How much disk and RAM is good enough?

This is a question we get quite a bit. If you’re coming from Compose, you need to know that the amount of RAM and disk you had on your deployment is quite different from Messages for RabbitMQ. On Compose, we use SSDs on bare metal with SoftLayer; however, Messages for RabbitMQ uses the endurance tier of IBM Cloud Block Storage.

Block Storage calculations are different in that you get 10 IOPS (input/output operations per second) per 1GB allocated. Overall, IOPS affects message throughput and storage operations, which could lead to a disk falling behind when trying to get the space back after messages have been consumed. This would lead to the publisher throttling until all your activity slows down to a screeching halt.
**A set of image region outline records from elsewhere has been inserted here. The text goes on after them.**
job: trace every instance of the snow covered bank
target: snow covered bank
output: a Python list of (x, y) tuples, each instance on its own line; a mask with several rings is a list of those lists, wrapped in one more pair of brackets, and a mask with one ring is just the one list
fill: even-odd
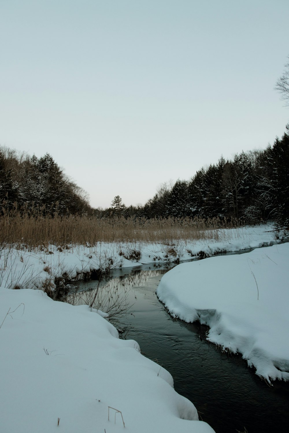
[[(3, 433), (123, 432), (122, 416), (132, 433), (214, 431), (169, 373), (87, 306), (0, 288), (0, 326)], [(109, 407), (121, 412), (109, 421)]]
[(42, 288), (53, 291), (68, 281), (89, 278), (101, 270), (132, 267), (141, 264), (183, 261), (278, 243), (272, 226), (208, 231), (211, 240), (175, 240), (167, 245), (98, 243), (93, 246), (50, 245), (29, 250), (0, 249), (0, 285), (9, 288)]
[(209, 341), (242, 354), (268, 381), (289, 380), (289, 243), (178, 265), (159, 298), (174, 317), (208, 325)]

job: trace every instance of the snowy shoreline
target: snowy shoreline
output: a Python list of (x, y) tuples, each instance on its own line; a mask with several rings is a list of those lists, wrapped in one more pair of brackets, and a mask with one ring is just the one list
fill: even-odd
[(169, 312), (210, 327), (207, 339), (242, 354), (269, 383), (289, 380), (289, 243), (183, 263), (156, 291)]
[[(7, 287), (13, 287), (16, 282), (19, 288), (26, 285), (43, 289), (45, 282), (47, 284), (50, 281), (53, 288), (57, 275), (63, 276), (63, 273), (70, 269), (70, 277), (81, 278), (84, 272), (91, 272), (97, 268), (97, 264), (98, 268), (101, 268), (105, 264), (103, 259), (109, 264), (110, 262), (113, 268), (120, 268), (120, 265), (131, 267), (139, 266), (140, 263), (167, 262), (178, 258), (185, 260), (192, 253), (197, 255), (202, 251), (209, 255), (221, 249), (236, 251), (278, 243), (273, 234), (264, 233), (264, 229), (251, 227), (243, 229), (239, 233), (233, 232), (234, 242), (232, 242), (231, 233), (231, 242), (222, 244), (213, 240), (206, 245), (199, 242), (190, 246), (187, 243), (185, 247), (179, 245), (143, 246), (138, 261), (134, 259), (133, 262), (124, 256), (124, 248), (129, 248), (127, 245), (120, 246), (122, 255), (120, 255), (120, 245), (110, 245), (110, 249), (107, 246), (106, 249), (103, 244), (103, 257), (95, 247), (93, 251), (89, 247), (86, 249), (78, 246), (61, 251), (56, 247), (53, 247), (52, 251), (52, 247), (51, 249), (32, 252), (3, 249), (0, 257), (1, 431), (5, 433), (50, 433), (61, 428), (67, 433), (80, 431), (89, 433), (95, 432), (96, 429), (102, 432), (105, 429), (107, 433), (118, 432), (124, 428), (123, 418), (125, 428), (133, 432), (213, 432), (208, 424), (198, 420), (192, 403), (174, 390), (170, 374), (142, 355), (136, 342), (120, 339), (117, 330), (104, 317), (105, 314), (87, 306), (73, 306), (53, 301), (42, 290), (13, 290)], [(278, 248), (279, 254), (284, 248), (288, 248), (287, 246), (289, 244), (271, 248)], [(190, 246), (193, 249), (188, 252)], [(174, 253), (168, 254), (168, 249), (173, 248), (175, 251), (178, 249), (177, 256)], [(273, 258), (271, 253), (269, 254), (268, 249), (266, 251), (264, 254), (270, 255), (270, 260), (266, 260), (273, 264), (272, 261), (275, 262), (277, 259)], [(117, 259), (114, 262), (114, 257)], [(211, 267), (218, 260), (228, 258), (215, 257), (184, 263), (174, 269), (206, 263), (211, 263)], [(286, 255), (285, 260), (288, 263)], [(173, 270), (164, 276), (158, 291), (162, 286), (164, 291), (167, 291), (166, 276), (171, 275)], [(254, 272), (259, 279), (255, 268)], [(182, 275), (183, 277), (186, 274), (182, 271)], [(166, 281), (173, 280), (167, 277)], [(264, 295), (262, 285), (260, 301)], [(255, 299), (255, 287), (252, 293)], [(285, 311), (288, 303), (287, 300), (283, 300), (281, 304)], [(280, 300), (275, 297), (275, 301), (279, 305)], [(196, 312), (199, 319), (202, 315), (201, 320), (205, 320), (206, 316), (210, 316), (211, 311), (208, 311), (208, 314), (205, 308), (208, 306), (204, 307), (201, 314), (200, 310)], [(272, 312), (270, 312), (271, 314)], [(219, 323), (221, 321), (219, 320)], [(279, 322), (278, 325), (280, 326)], [(288, 329), (288, 324), (282, 326), (286, 333), (284, 330)], [(285, 333), (280, 338), (287, 338)], [(220, 335), (223, 335), (221, 332)], [(279, 341), (275, 340), (278, 347)], [(280, 354), (279, 357), (278, 366), (281, 368)], [(282, 359), (286, 365), (289, 359), (286, 357), (285, 353)], [(283, 374), (276, 368), (276, 360), (274, 362), (274, 368), (279, 374)], [(272, 378), (272, 375), (270, 377)], [(109, 407), (120, 411), (110, 409), (110, 420)]]
[[(122, 416), (130, 432), (213, 432), (170, 374), (93, 309), (0, 288), (0, 325), (3, 433), (122, 432)], [(109, 407), (121, 413), (109, 421)]]
[[(89, 279), (141, 264), (176, 262), (193, 257), (240, 251), (279, 243), (271, 226), (222, 229), (208, 240), (172, 241), (167, 244), (104, 243), (93, 246), (49, 245), (31, 250), (3, 246), (0, 250), (0, 285), (9, 288), (41, 289), (50, 295), (56, 288), (65, 292), (68, 282)], [(217, 239), (216, 239), (217, 238)]]

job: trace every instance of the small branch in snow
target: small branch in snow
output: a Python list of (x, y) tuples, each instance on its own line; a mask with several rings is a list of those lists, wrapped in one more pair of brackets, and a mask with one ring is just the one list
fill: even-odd
[[(18, 306), (17, 307), (17, 308), (19, 308), (20, 305), (23, 305), (23, 313), (22, 313), (22, 316), (23, 316), (23, 315), (24, 313), (24, 310), (25, 309), (25, 305), (23, 303), (23, 302), (21, 302), (21, 304), (19, 304), (19, 305), (18, 305)], [(8, 311), (7, 312), (7, 313), (6, 313), (6, 315), (5, 316), (5, 317), (3, 319), (3, 321), (2, 322), (2, 323), (1, 324), (1, 325), (0, 325), (0, 329), (1, 329), (1, 327), (2, 326), (2, 325), (3, 324), (3, 323), (4, 323), (4, 321), (5, 320), (5, 319), (6, 318), (6, 317), (7, 317), (7, 316), (10, 316), (10, 317), (11, 318), (11, 319), (13, 319), (13, 317), (12, 317), (12, 316), (11, 315), (12, 314), (12, 313), (14, 313), (15, 311), (16, 311), (16, 310), (17, 310), (17, 308), (15, 308), (15, 309), (13, 311), (10, 311), (10, 308), (11, 308), (11, 307), (8, 310)]]
[(123, 420), (123, 427), (125, 427), (124, 421), (123, 421), (123, 414), (120, 410), (118, 410), (117, 409), (114, 409), (114, 407), (112, 407), (111, 406), (108, 406), (108, 420), (109, 421), (109, 410), (110, 409), (112, 409), (114, 410), (115, 410), (115, 413), (114, 414), (114, 423), (115, 424), (115, 417), (116, 416), (117, 413), (120, 413), (121, 416), (121, 419)]

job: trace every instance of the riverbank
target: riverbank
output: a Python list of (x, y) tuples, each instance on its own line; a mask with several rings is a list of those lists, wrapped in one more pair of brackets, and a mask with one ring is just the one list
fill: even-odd
[(169, 373), (104, 315), (0, 288), (1, 431), (213, 432)]
[[(68, 283), (97, 277), (114, 269), (141, 264), (179, 263), (278, 243), (283, 233), (265, 225), (206, 231), (202, 239), (172, 240), (165, 243), (97, 242), (86, 246), (49, 244), (31, 248), (3, 245), (0, 249), (0, 285), (9, 288), (43, 290), (53, 297), (64, 295)], [(57, 292), (57, 293), (56, 293)]]
[(169, 312), (210, 327), (207, 339), (240, 353), (269, 383), (289, 380), (289, 244), (183, 263), (157, 290)]

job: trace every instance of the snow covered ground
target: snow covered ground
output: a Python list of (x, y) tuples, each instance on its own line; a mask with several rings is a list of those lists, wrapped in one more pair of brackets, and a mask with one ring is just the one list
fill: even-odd
[(267, 381), (289, 380), (289, 243), (178, 265), (159, 298), (174, 317), (208, 325), (208, 339), (242, 354)]
[(103, 315), (0, 288), (1, 433), (213, 432)]
[[(169, 245), (105, 244), (93, 246), (53, 245), (30, 250), (0, 249), (0, 285), (9, 288), (43, 288), (53, 291), (68, 280), (89, 277), (94, 271), (136, 266), (140, 264), (183, 261), (221, 252), (237, 251), (279, 242), (272, 226), (262, 225), (208, 231), (208, 240), (172, 241)], [(208, 235), (207, 235), (208, 236)], [(63, 282), (55, 278), (63, 279)]]

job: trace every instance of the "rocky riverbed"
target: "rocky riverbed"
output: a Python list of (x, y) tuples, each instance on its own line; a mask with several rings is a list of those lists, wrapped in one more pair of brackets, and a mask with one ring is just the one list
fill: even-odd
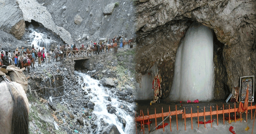
[[(133, 133), (133, 125), (125, 128), (127, 124), (133, 123), (128, 123), (118, 112), (121, 109), (129, 116), (135, 116), (133, 101), (136, 93), (133, 86), (136, 81), (133, 61), (135, 50), (127, 47), (118, 48), (116, 54), (111, 51), (92, 57), (83, 62), (87, 64), (86, 69), (76, 65), (73, 73), (64, 63), (56, 62), (53, 58), (50, 63), (43, 63), (41, 67), (36, 62), (30, 73), (25, 72), (31, 89), (27, 93), (30, 104), (31, 133), (109, 133), (111, 130), (115, 133)], [(92, 82), (85, 82), (81, 73), (88, 76), (94, 74), (93, 78), (96, 81), (100, 80), (96, 86), (102, 87), (103, 92), (110, 93), (110, 95), (102, 97), (101, 94), (96, 94), (93, 88), (90, 88)], [(106, 79), (112, 81), (112, 85), (104, 86), (106, 84), (103, 80)], [(99, 118), (99, 115), (94, 111), (99, 106), (95, 99), (102, 97), (104, 101), (110, 102), (104, 106), (122, 124), (124, 131), (119, 132), (118, 126), (109, 124), (104, 118)], [(111, 105), (111, 101), (120, 103)]]

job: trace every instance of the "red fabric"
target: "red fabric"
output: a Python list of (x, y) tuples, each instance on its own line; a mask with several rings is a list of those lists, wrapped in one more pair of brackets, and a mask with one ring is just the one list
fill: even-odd
[(37, 56), (38, 57), (41, 57), (42, 56), (42, 54), (40, 52), (38, 52), (38, 53), (37, 53)]
[(144, 121), (144, 124), (145, 125), (147, 124), (148, 125), (149, 124), (150, 124), (151, 123), (152, 123), (152, 121), (149, 121), (149, 122), (147, 120), (147, 121)]
[[(165, 126), (168, 125), (168, 123), (164, 123), (164, 127), (165, 127)], [(160, 129), (160, 128), (163, 128), (163, 125), (161, 125), (161, 126), (158, 126), (158, 127), (157, 127), (157, 128), (156, 129)]]
[(245, 111), (247, 110), (248, 108), (248, 98), (249, 97), (248, 94), (249, 90), (249, 86), (247, 86), (247, 90), (246, 91), (246, 96), (245, 96), (245, 100), (244, 100), (244, 110)]
[[(212, 122), (213, 122), (213, 120), (211, 121), (211, 122), (212, 123)], [(211, 120), (209, 120), (209, 121), (207, 121), (207, 122), (205, 122), (205, 124), (207, 124), (207, 123), (211, 123)], [(204, 122), (198, 122), (198, 123), (199, 123), (200, 124), (204, 124)]]
[(240, 101), (239, 103), (239, 106), (238, 107), (237, 112), (242, 113), (244, 111), (244, 104), (243, 104), (243, 103), (242, 102)]
[(232, 130), (234, 128), (234, 127), (230, 126), (230, 127), (229, 128), (229, 131), (230, 131), (233, 134), (236, 134), (236, 133), (235, 132), (235, 131), (233, 131)]

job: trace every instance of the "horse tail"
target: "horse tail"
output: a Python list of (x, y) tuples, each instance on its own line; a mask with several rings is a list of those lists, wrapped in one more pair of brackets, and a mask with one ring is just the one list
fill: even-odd
[(24, 99), (19, 96), (14, 101), (12, 133), (28, 134), (28, 112)]

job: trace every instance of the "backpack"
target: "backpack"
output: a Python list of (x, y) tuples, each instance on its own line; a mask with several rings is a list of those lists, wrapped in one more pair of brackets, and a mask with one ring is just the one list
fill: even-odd
[(22, 72), (25, 69), (25, 68), (20, 69), (13, 65), (8, 66), (6, 68), (12, 81), (20, 84), (24, 89), (25, 93), (27, 93), (28, 90), (28, 80)]

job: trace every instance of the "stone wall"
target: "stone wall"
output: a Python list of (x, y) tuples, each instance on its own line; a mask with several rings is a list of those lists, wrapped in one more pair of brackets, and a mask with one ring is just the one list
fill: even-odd
[(25, 32), (23, 13), (16, 1), (0, 1), (0, 29), (20, 39)]
[(215, 99), (226, 98), (223, 94), (228, 94), (227, 90), (229, 93), (239, 86), (240, 77), (256, 75), (255, 1), (136, 0), (134, 3), (136, 57), (139, 57), (136, 70), (144, 75), (157, 63), (164, 97), (168, 96), (172, 85), (177, 49), (194, 21), (213, 29), (220, 43), (221, 51), (216, 51), (214, 56)]

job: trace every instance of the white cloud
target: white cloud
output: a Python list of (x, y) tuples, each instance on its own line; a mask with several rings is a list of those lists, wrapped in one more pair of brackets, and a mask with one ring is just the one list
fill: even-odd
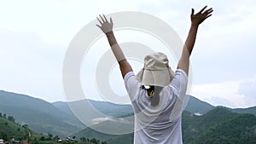
[[(253, 59), (256, 53), (254, 0), (3, 1), (0, 78), (4, 83), (0, 89), (48, 101), (63, 100), (65, 50), (76, 32), (98, 14), (125, 10), (148, 13), (168, 22), (184, 40), (190, 9), (197, 11), (206, 4), (213, 7), (214, 12), (200, 27), (193, 52), (194, 94), (214, 105), (255, 105), (254, 91), (249, 89), (250, 85), (254, 88), (254, 83), (248, 80), (256, 72), (256, 59)], [(247, 82), (241, 83), (246, 81), (243, 79)], [(92, 97), (96, 93), (96, 89), (89, 92)], [(56, 96), (60, 95), (61, 98)]]
[(256, 77), (240, 83), (238, 94), (244, 96), (247, 105), (256, 105)]
[(249, 107), (256, 106), (255, 88), (254, 79), (195, 84), (192, 86), (191, 95), (213, 106)]

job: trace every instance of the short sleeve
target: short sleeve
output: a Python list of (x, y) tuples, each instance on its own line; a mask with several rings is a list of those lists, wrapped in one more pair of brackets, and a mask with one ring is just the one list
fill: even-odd
[(141, 83), (137, 80), (133, 72), (129, 72), (125, 74), (125, 85), (131, 102), (136, 100), (137, 95), (141, 87)]
[(183, 100), (188, 85), (188, 75), (182, 69), (177, 69), (175, 72), (174, 78), (172, 78), (170, 86), (172, 87), (173, 92), (180, 100)]

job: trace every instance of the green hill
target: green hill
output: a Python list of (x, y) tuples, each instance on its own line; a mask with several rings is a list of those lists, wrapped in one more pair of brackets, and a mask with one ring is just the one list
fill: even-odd
[(67, 136), (84, 126), (52, 104), (28, 95), (0, 90), (0, 112), (9, 113), (20, 124), (38, 133)]
[(5, 141), (9, 138), (23, 139), (26, 135), (26, 129), (6, 118), (0, 118), (0, 139)]
[[(95, 127), (108, 127), (102, 122)], [(107, 128), (106, 128), (107, 129)], [(256, 143), (256, 117), (235, 113), (224, 107), (217, 107), (202, 116), (187, 111), (183, 113), (183, 139), (184, 144), (253, 144)], [(74, 134), (78, 137), (96, 137), (108, 144), (132, 144), (133, 133), (107, 135), (86, 128)]]

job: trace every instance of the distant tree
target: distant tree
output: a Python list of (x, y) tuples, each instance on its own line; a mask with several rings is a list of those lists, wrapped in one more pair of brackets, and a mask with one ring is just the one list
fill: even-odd
[(49, 139), (51, 139), (51, 138), (52, 138), (52, 136), (53, 136), (53, 135), (52, 135), (52, 134), (50, 134), (49, 132), (48, 132), (48, 136), (49, 137)]
[(93, 144), (98, 144), (99, 141), (97, 141), (96, 138), (92, 138), (90, 142)]
[(44, 136), (40, 137), (40, 141), (45, 141), (45, 137)]
[(86, 141), (86, 138), (85, 137), (80, 137), (80, 141)]
[(15, 123), (15, 118), (13, 117), (13, 116), (8, 116), (8, 118), (7, 118), (9, 121), (11, 121), (13, 123)]
[(7, 141), (8, 140), (8, 136), (4, 132), (2, 132), (0, 135), (0, 138), (3, 139), (3, 141)]
[(55, 136), (54, 137), (54, 140), (55, 140), (55, 141), (60, 140), (59, 135), (55, 135)]
[(108, 144), (106, 141), (103, 141), (102, 144)]

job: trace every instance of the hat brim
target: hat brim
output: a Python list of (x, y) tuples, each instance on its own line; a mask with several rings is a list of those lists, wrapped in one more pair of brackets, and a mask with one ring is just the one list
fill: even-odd
[(148, 71), (143, 68), (137, 77), (143, 85), (164, 87), (170, 84), (174, 72), (171, 68), (159, 71)]

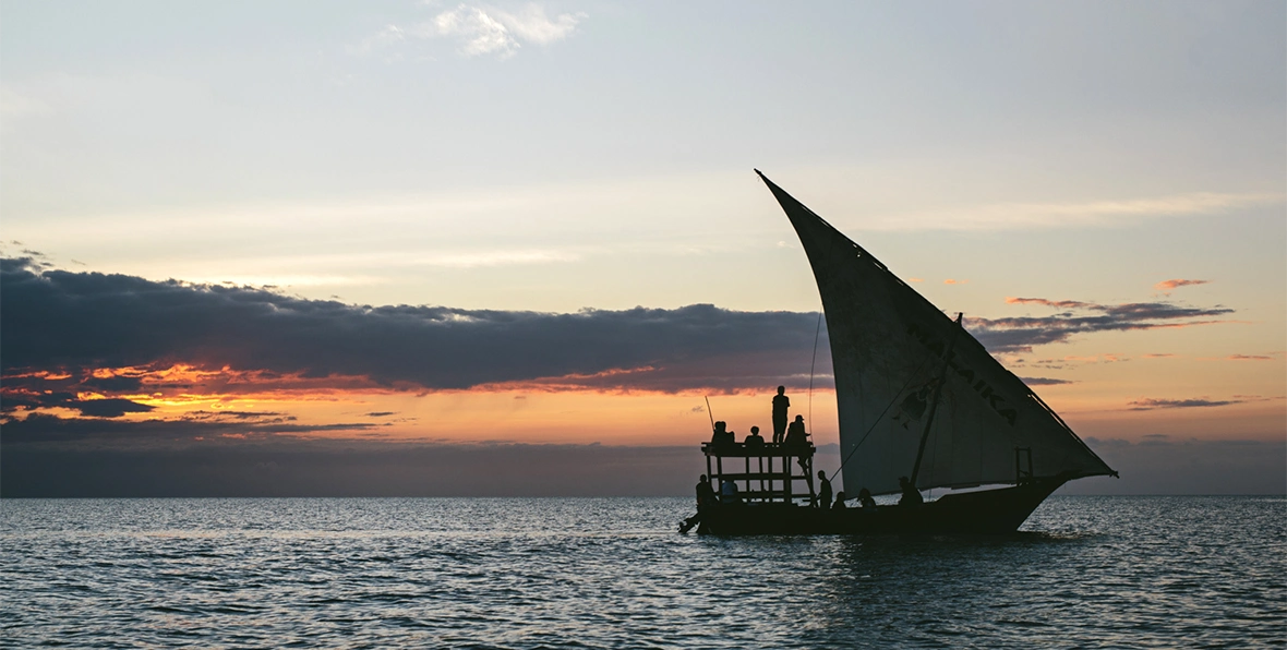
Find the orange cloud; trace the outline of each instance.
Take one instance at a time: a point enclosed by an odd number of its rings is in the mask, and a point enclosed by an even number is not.
[[[1081,302],[1080,300],[1046,300],[1044,297],[1006,297],[1005,302],[1008,305],[1045,305],[1060,309],[1081,309],[1094,306],[1090,302]]]
[[[1162,282],[1158,282],[1157,284],[1153,284],[1153,288],[1157,290],[1157,291],[1161,291],[1161,292],[1166,293],[1166,292],[1169,292],[1169,291],[1171,291],[1171,290],[1174,290],[1176,287],[1189,287],[1189,286],[1193,286],[1193,284],[1207,284],[1210,282],[1211,281],[1208,281],[1208,279],[1163,279]]]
Therefore, increase the number of IOPS available by increasing the disk space to avoid get a sneaky disk error right from the start. 

On the other hand, RAM is another issue. On Messages for RabbitMQ, you can scale the RAM up and down. Watch your deployment using any of the IBM monitoring tools. In general, if you anticipate a spike in your usage or your memory consumption is really high, scale up your deployment’s RAM. If you’re coming from Compose, you should anticipate scaling up your RAM. Recent Erlang versions that newer versions of RabbitMQ use have less conservative memory usage. Thus, anticipate a higher memory watermark than Compose.

Essentially, you want to scale up both disk and RAM to acceptable levels in order to avoid performance issues, and also to avoid disk and memory alarms, which we’ll look at now.

RAM and disk alerts

RabbitMQ has memory and disk alarms that will alert you when you’re about to reach your deployment’s RAM and disk capacity. Prior to reaching your deployment’s memory and disk capacity, RabbitMQ will trigger an alarm that will block connections that publish messages. 

For RAM, an alarm will be raised when you use more than 40% of the allocated memory. For disk, an alarm will trigger once you’ve reached 80% of your allocated space. In both cases, connections will be blocked and you’ll have to clear the alarms before the connections to publish messages are restored. 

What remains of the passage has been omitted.